In rescue, historically, cats with any type of special need are instantly deemed “less adoptable.” When there’s plenty of sweet kitties available who do not have a special need, why take on the extra work or concern or medication expense? But, the sad side of it is that this means that even today, a large majority of these kitties end up being euthanized in shelters so that resources can go to more healthy, and thus more adoptable, cats. 

A special needs cat could mean everything from a cat who has irritable bowel disease and needs one pill a day to a diabetic kitty who needs an insulin shot twice a day to a kitty that is paralyzed and incontinent and needs it’s bladder manually expressed several times a day. 

In recent years, with the help of savvy animal advocates and social media, more education and attention has been brought to special needs cats, with such cases as when Kitten Lady Hannah Shaw fostered paralyzed kitten, Chloe or when TinyKittens Society rescuer Shelley Roche rescued and rehabilitated Cassidy the “miracle kitten” who lost part of both back legs at birth. This kind of public education and exposure has been great for helping people understand that special needs kitties need loving homes like every kitty and that the kitties themselves have no idea they are special needs. They just want to be loved like every other kitty. And, much of the time, taking care of them is actually no big deal.

Think about this: most dog owners need to somewhat revolve their schedule around taking their dog out to go to the bathroom several times a day. Doesn’t matter if they want to sleep in, or if it’s raining or snowing outside. Most special needs kitties require less of an extra commitment than that. 

Of course, there are no guarantees of perfect health when you adopt any kitty. You could adopt a happy, healthy kitten today that in a year or two develops diabetes or IBD or allergies, or some other medical issue that requires some type of daily treatment. Would you try to have your cat euthanized or surrender it to a shelter if it suddenly developed diabetes one day or developed another condition that required it to need a pill once a day? (If your answer is yes, then please don’t adopt a cat in the first place.)

The reality is that many of the special needs kitties that Cat Tales takes in end up living most or all of their life in foster care. The main reason is that these kitties don’t get as much exposure as other kitties in our rescue because they aren’t able to live at our Adoption Center where potential adopters could meet and fall in love with them. We can’t leave it up to our volunteers to have to administer medications, so these kitties need to stay in foster care to get their special care, even if that simply means getting a pill wrapped in a treat once a day.

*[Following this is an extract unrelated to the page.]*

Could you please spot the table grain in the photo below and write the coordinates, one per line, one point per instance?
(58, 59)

For example, we currently have a complete darling named Oreo, who came to us five years ago (pictured at the top of this post). Oreo had been diagnosed with seizures and requires inexpensive medication twice a day. As a result, his owner was going to have him euthanized because he said he couldn’t afford his medical care. As you can see in this recent Instagram video, Oreo is a complete lovebug. If someone were able to look past his special needs (which are really no big deal at all), they could have such a wonderful kitty!

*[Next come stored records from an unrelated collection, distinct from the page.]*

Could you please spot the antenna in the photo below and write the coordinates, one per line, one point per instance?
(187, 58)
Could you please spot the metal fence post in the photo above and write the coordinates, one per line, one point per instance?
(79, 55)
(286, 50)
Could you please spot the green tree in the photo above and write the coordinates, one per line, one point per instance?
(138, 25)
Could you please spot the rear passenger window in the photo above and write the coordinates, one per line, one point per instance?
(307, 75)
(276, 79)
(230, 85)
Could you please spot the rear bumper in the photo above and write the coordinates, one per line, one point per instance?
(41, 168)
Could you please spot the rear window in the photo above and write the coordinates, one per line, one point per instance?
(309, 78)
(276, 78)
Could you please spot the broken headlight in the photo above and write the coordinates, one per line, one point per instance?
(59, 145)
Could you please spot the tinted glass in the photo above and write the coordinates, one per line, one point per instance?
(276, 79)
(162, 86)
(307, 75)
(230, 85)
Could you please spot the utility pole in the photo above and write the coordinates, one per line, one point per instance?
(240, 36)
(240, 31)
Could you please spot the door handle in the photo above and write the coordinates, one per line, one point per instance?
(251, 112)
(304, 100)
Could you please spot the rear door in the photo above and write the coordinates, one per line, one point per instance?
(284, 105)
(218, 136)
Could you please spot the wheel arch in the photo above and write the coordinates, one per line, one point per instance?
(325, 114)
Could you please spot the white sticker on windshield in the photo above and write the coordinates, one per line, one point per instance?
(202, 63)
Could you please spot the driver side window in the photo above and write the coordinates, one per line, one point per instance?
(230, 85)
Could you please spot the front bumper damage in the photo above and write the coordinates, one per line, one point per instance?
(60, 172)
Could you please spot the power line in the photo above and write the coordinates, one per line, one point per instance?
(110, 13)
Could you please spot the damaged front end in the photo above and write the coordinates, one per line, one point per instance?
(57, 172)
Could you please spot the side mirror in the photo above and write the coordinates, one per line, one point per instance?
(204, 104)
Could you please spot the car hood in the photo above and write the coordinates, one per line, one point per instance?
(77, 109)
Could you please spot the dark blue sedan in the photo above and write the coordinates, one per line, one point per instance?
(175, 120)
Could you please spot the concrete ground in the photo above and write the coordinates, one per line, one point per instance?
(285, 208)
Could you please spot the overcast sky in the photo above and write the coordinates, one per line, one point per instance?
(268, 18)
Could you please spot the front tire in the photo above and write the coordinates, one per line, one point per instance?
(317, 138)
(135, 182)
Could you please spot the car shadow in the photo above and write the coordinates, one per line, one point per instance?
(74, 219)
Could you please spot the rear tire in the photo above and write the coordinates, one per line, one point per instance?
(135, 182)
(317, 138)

Another awesome kitty in our care is Mr. Cow, who was found in a colony in Philadelphia. Mr. Cow is FIV positive and also diabetic. MC is a pretty chill dude, who just really likes to be with his humans and is a really sweet cat that would make a great companion for someone. 

Mr. Cow is waiting for his forever home.

Unfortunately, we know Mr. Cow will be overlooked because he has so many strikes against him. He’s black and white (black and black and white cats are the least adopted colors), he is an adult, he’s diabetic, and he is FIV+, which is always very misunderstood. In fact, when we log into his Petfinder page, we see this message, letting us know that Mr. Cow has not piqued any interest. His FIV status doesn’t mean anything special. He just needs to be kept indoors, and his annual wellness exams can’t be skipped. His diabetes just requires a quick insulin shot twice a day. 

We understand it seems like adopting Mr. Cow might be too much extra responsibility, but it’s really not when you look at it. If you ever owned a dog, you would probably spend more time having to take your dog out for walks than you’d spend giving Mr. Cow his medication. And in return, you’d be getting the sweetest little kitty.

We know it’s not for everyone to open their hearts and homes to a special needs kitty. But, we’ve met those amazing people who get pre-approved for adoption then ask to meet whichever kitties have been waiting for a home the longest at our rescue. Those are the people who are our heroes. Not only does that give a loving forever home to that kitty who can’t help that they have a medical condition but deserves a home as much as all the other kitties, it also opens up a spot in foster care so that we can help another kitty in need.